Graham King

Solvitas perambulum

No managers, no meetings: Why working from home is so much more productive

behaviour
Summary
Jason Fried highlights that most people are more productive outside the office, often before or after hours. Work proceeds in cycles, much like sleep; interruptions disrupt these cycles, forcing a restart. There are controllable interruptions, like taking a coffee break, and uncontrollable ones, such as a manager's visit, which can derail creative flow. The main culprits for unproductive office environments are managers and meetings, which often create destructive interruptions. After working from home for three years, I found that I consistently accomplished more than in the office, despite initially having minimal resources. Fried’s insights finally clarified this productivity disparity.

Jason Fried at a TEDx event, 17minute video

The key concepts:

Ask people where they go to “get work done”, where they are at their most productive: They almost never say ‘the office’. Or if they do, it’s before or after hours.

Work is like sleep, it proceeds in cycles.
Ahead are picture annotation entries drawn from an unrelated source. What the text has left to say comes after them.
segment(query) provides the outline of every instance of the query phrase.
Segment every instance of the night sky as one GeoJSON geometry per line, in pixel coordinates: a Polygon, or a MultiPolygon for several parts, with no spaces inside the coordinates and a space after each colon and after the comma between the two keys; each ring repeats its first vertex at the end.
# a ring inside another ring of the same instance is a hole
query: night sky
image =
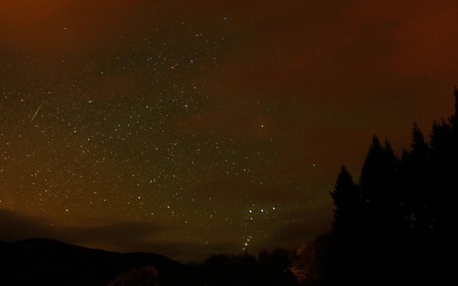
{"type": "Polygon", "coordinates": [[[0,240],[181,261],[331,228],[453,111],[456,1],[1,0],[0,240]]]}

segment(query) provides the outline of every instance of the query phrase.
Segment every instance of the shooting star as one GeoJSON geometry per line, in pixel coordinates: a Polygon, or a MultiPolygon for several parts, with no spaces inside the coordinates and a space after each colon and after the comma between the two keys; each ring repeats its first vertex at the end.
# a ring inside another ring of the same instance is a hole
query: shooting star
{"type": "Polygon", "coordinates": [[[30,123],[32,123],[32,121],[35,119],[35,117],[37,116],[37,113],[38,113],[38,111],[40,110],[40,108],[41,108],[41,106],[43,105],[45,103],[45,101],[42,101],[42,104],[40,105],[40,107],[38,109],[37,109],[37,111],[35,112],[35,114],[33,115],[33,117],[32,118],[32,120],[30,120],[30,123]]]}

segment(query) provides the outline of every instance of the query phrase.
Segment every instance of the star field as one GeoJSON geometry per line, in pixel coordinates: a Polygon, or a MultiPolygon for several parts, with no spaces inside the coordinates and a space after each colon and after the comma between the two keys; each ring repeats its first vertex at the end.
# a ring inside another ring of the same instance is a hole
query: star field
{"type": "Polygon", "coordinates": [[[397,148],[452,106],[424,103],[456,67],[423,81],[390,59],[399,30],[352,6],[57,2],[0,13],[0,239],[183,261],[300,246],[330,228],[339,167],[358,169],[374,132],[397,148]]]}

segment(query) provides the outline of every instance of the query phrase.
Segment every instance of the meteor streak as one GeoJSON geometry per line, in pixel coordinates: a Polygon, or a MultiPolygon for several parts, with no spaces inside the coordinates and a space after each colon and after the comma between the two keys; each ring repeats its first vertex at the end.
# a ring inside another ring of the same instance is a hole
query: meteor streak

You have to go through the light-sleep / light-work cycles to get to the meaty stuff. Every time you get woken up / interrupted, you start from scratch.

There are two types of interruptions: The ones you control (getting a coffee) and the ones you don’t (manager walks to your desk). The first type fits naturally with your work cycles, e.g. you look up from some absorbing work, it’s 3pm, you haven’t had lunch yet. The second type is out of your control, like a rock thrown at your window whilst you sleep. It’s destroys creative work.
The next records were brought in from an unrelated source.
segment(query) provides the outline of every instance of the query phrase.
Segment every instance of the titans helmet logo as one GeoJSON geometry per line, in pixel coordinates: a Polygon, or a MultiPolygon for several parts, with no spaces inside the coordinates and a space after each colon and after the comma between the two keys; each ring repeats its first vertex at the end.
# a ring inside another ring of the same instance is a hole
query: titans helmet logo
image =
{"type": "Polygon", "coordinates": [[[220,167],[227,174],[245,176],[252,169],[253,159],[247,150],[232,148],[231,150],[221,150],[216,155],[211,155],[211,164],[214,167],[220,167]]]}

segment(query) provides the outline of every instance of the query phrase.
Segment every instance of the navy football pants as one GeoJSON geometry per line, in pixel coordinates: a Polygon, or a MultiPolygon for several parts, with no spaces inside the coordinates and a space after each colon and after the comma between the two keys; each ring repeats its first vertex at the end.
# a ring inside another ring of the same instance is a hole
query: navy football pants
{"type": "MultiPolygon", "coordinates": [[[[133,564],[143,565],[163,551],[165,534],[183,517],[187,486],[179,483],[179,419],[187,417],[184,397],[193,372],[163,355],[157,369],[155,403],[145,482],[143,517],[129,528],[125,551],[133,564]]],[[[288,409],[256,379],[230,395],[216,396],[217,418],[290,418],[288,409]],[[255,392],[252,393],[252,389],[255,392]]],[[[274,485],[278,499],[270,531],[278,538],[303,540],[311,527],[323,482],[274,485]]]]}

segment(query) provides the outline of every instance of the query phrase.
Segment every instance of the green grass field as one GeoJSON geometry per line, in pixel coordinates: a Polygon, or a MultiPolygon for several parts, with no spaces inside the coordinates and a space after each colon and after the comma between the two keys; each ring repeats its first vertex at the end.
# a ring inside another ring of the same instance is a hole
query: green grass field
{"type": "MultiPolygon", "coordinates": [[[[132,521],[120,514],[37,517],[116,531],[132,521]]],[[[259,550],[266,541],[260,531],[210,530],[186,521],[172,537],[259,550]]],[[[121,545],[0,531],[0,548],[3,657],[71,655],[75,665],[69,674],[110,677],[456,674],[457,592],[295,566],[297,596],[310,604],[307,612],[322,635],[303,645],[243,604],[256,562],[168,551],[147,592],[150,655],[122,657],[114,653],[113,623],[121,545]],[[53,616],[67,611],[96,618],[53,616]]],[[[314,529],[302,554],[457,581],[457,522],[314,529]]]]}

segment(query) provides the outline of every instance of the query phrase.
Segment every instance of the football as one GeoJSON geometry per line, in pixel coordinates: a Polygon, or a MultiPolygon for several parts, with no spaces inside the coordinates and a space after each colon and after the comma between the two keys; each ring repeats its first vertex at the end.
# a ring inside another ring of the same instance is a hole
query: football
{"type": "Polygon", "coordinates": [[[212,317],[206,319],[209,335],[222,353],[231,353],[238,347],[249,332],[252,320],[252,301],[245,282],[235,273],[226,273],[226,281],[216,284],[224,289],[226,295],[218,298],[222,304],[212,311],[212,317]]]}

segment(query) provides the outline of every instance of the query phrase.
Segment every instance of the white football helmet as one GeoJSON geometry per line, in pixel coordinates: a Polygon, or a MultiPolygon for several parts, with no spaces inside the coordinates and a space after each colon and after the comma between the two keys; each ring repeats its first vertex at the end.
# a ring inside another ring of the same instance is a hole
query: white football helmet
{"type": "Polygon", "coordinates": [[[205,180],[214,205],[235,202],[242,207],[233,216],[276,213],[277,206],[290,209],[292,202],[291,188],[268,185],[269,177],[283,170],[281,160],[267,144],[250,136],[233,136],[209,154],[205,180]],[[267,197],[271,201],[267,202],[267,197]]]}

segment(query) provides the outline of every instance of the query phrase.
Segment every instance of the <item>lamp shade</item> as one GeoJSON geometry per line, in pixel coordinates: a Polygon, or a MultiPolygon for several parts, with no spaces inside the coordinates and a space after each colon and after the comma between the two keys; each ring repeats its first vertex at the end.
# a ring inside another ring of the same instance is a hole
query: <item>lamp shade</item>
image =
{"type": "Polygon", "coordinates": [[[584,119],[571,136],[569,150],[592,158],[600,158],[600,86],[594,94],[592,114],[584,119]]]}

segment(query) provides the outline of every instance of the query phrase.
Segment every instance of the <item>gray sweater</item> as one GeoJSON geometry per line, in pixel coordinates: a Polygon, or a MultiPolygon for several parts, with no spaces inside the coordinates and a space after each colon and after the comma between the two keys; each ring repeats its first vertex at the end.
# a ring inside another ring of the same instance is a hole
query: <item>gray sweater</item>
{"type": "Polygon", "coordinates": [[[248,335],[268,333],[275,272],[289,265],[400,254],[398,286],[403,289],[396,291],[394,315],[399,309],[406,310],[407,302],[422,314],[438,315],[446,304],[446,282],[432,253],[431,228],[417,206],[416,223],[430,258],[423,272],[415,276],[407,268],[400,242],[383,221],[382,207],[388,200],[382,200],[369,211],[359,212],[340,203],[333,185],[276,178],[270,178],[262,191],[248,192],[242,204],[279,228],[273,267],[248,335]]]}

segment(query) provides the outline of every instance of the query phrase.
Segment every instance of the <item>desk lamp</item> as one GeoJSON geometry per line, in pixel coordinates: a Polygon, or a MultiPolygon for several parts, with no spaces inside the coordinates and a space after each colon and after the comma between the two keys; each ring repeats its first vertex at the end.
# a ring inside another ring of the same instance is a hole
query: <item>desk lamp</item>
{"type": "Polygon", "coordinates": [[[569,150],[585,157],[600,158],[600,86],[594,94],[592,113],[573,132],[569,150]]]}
The two main reasons work doesn’t get done “in the office” are: Managers, and Meetings. Managers are the source of most of the destructive interruptions. Meetings are nearly always a complete waste of time.
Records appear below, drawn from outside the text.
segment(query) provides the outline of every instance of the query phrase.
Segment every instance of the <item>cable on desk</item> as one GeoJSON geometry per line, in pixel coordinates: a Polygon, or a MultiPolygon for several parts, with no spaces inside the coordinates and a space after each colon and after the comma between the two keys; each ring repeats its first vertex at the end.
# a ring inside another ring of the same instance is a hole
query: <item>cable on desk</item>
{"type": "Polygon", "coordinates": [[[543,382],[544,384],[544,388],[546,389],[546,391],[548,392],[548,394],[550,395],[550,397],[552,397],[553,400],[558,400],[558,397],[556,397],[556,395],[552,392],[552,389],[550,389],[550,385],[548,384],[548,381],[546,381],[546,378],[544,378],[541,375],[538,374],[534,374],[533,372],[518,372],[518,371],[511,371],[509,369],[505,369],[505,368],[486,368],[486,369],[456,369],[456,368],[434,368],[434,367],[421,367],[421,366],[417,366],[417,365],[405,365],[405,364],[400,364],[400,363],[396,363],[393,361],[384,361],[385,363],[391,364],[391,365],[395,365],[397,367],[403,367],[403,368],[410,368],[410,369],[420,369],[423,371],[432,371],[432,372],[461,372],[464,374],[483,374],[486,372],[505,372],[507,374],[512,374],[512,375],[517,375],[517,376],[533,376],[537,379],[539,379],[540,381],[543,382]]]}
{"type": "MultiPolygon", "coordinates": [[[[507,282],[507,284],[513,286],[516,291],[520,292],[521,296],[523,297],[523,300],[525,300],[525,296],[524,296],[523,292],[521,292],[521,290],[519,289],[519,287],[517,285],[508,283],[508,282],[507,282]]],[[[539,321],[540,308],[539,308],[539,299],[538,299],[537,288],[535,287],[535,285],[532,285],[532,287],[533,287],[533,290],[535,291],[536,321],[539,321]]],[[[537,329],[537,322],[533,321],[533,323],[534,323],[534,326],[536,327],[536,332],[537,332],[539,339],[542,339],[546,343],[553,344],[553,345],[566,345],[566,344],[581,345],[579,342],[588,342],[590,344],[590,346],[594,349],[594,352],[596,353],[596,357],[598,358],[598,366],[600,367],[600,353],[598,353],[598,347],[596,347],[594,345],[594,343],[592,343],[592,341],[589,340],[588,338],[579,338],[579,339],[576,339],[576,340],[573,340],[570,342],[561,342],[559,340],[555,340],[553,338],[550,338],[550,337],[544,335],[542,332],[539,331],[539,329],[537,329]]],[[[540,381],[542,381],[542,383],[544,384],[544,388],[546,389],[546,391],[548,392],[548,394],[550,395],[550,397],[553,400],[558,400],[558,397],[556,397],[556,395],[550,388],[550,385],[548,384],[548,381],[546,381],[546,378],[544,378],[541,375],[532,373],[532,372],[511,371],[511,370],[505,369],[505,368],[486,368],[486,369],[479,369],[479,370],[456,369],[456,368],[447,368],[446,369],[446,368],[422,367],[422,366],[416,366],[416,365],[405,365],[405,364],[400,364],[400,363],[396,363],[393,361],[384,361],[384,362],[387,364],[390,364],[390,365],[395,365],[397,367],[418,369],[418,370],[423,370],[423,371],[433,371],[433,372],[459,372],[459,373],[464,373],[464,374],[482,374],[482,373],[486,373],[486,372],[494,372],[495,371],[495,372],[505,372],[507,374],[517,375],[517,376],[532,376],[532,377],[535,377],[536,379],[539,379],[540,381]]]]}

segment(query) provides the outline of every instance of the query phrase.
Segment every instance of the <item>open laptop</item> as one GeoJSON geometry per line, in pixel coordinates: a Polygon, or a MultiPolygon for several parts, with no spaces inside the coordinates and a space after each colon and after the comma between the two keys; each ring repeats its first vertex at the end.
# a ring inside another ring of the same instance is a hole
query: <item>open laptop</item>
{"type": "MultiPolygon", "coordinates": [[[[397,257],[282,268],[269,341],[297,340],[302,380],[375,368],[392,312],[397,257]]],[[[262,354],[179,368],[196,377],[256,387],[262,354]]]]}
I have been working from home for three years now, and it has always puzzled me why I got so much more done.

In my office I had a powerful computer, dual screens, an Aeron chair, a system admin team, an HR team, and great colleagues to bounce ideas off.

At home, at first, I had a $20 chair from the charity store, my laptop propped on two phone books, and a very curious toddler. Yet I easily did a weeks worth of office work every two days.

Jason Fried, in the video above, finally provides some answers.